I'm running Debian Lenny (kernel 2.6.26-2-686) on a Toshiba Portege 3500 laptop. The IDE interface is controlled by an ALi Corporation M5229 IDE.
The kernel fails to detect an 80 wire cable to the hard disk, and so it falls back to using UDMA/33 on the drive (fair enough), which slows things down quite a bit.
The kernel-params.txt document tells me that libata can take a 'force' parameter, with options such as 80c (force to 80 wire) or short40c (assume a short or nonexistent cable).
I have attempted to set this parameter (details below), but with no joy.
If I patch the kernel code (changing ide-iops.c so that the short40c state is assumed), the UMDA/66 mode is successfully selected. But I'd prefer to do this without modifying the stock kernel if possible.

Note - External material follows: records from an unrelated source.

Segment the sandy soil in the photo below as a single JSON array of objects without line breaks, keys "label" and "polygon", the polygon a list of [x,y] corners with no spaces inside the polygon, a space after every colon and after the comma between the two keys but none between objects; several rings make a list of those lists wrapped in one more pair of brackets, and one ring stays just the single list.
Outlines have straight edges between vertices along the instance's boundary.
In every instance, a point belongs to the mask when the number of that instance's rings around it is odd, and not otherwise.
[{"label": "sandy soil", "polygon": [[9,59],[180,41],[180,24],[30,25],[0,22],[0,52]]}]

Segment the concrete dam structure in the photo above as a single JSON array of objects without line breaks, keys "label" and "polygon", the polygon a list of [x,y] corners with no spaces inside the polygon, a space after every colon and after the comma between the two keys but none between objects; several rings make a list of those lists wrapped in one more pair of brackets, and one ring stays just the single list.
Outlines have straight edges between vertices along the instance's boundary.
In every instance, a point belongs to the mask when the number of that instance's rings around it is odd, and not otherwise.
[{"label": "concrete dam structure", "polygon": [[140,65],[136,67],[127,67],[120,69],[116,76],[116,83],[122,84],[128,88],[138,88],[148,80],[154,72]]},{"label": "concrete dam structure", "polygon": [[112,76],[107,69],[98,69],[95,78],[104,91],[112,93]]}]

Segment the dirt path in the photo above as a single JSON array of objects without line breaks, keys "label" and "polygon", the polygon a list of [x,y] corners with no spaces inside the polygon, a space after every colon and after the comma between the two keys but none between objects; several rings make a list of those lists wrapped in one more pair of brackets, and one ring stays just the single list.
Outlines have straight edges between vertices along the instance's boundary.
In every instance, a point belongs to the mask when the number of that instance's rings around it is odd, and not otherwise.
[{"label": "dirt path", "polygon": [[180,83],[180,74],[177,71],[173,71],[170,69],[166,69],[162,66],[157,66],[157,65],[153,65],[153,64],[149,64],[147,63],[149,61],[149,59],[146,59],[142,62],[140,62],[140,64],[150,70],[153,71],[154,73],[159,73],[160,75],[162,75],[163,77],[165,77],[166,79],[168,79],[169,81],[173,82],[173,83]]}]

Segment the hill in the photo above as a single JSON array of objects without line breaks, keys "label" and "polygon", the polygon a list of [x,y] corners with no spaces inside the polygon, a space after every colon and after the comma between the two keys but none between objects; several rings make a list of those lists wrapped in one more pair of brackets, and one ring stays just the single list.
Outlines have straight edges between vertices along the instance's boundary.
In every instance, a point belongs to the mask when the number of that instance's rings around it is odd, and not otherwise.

I have tried using the parameter in the following ways, but I think I must be doing it wrong:
* adding it to the kernel line in grub
libata.force=short40c
(kernel reports "Unknown boot option")
* adding it to /etc/modprobe.d/options
options libata force=short40c
and then rebuilding initrd
update-initramfs -u
Neither of these methods had any effect that I could see. I tried in a few other places too (such as /etc/modules.conf, and in /etc/modutils), but didn't really know what I was doing
.
So my questions are:
1) Is this parameter working in the current Lenny kernel (I can see code that uses the flags, but I don't know enough about how parameters get passed in)?
2) Am I setting the right parameter, or are there others that might be relevant (eg ide_core.ignore_cable)?
3) Is there a difference between passing in options via grub or via the modprobe.d files?
4) In which file would parameter options normally be put (or are any files inside modprobe.d used)?